The report also considers some of the major supply chain challenges that need to be overcome. “While there have been many pieces of encouraging news across the global supply chain, more work is needed to address the practical challenges of size, scale, and installation targets forecast around the world,” said Steven B. Hedlund, president and ceo of Lincoln Electric, a contributor to the report. “Our experience in this industry and others has shown that the keys to unlocking the full capacity of the supply chain are manufacturing process innovation and advanced automation technology, which drive profitable project execution. Equally essential to success is the acquisition and retention of a highly skilled workforce in the trades required to execute these projects.” 

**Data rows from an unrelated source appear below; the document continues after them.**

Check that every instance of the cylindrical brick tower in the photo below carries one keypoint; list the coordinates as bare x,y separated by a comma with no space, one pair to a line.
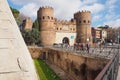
83,23
46,23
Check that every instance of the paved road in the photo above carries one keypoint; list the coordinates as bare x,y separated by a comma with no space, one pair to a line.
15,60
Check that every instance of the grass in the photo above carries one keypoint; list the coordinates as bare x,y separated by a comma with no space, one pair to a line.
44,71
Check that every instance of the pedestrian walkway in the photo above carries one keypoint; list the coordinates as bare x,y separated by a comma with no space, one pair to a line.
118,77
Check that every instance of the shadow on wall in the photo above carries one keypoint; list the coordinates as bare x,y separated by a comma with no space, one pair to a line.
78,67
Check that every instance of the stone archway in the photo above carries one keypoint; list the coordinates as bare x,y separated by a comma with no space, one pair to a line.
65,40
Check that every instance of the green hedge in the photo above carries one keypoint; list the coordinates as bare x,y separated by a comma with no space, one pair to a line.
44,71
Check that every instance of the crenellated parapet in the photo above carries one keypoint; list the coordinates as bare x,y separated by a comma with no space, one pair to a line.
66,22
65,25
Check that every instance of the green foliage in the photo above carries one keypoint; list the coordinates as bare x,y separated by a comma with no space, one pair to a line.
15,12
31,36
104,27
36,25
44,71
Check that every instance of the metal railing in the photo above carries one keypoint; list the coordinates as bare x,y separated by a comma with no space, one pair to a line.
110,71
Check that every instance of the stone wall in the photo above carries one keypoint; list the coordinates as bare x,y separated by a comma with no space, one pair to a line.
78,67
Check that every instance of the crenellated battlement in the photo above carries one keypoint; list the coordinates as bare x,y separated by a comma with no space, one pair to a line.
45,7
66,22
82,12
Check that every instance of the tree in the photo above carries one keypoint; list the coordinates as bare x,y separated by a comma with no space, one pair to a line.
31,36
15,12
36,25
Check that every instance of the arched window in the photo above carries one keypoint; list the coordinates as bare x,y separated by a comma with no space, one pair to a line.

It also painted a slightly more subdued picture of the immediate prospects for floating wind energy. Feng Zhao, chief research officer at GWEC, highlighted that market intelligence shows that the commercialisation of floating wind is unlikely to be achieved until the end of this decade (2029/2030). “We have, therefore, downgraded the global floating wind forecast and predict 8.5 GW to be built globally by 2030, 22 percent lower than last year’s projection.” 

Ben Backwell, ceo of GWEC, remained bullish on the overall picture, however: “Offshore wind is now so much more than a European, Chinese or American story. In the last year, GWEC has seen rapid progress in new markets where the key drivers for offshore wind are now in place – from government commitments to sustainable economic growth to increased consumer demand and industrial decarbonisation.” 

Rebecca Williams, chief strategy officer – offshore wind at GWEC, said that governments around the world are choosing offshore wind for their people and their economies. “We have reached the point in mature markets where the technology is now proven to have the ability to save households money versus conventional energy sources. 

“This new wave of offshore wind markets are taking notice and making progress of their own, in some cases outgrowing the ‘emerging’ label thanks to strong collaboration between industry and policymakers. It is vital to continue that cooperation, particularly in this year of significant elections around the world, to ensure targets become turbines and more markets develop in the wake of this decade’s expansion.”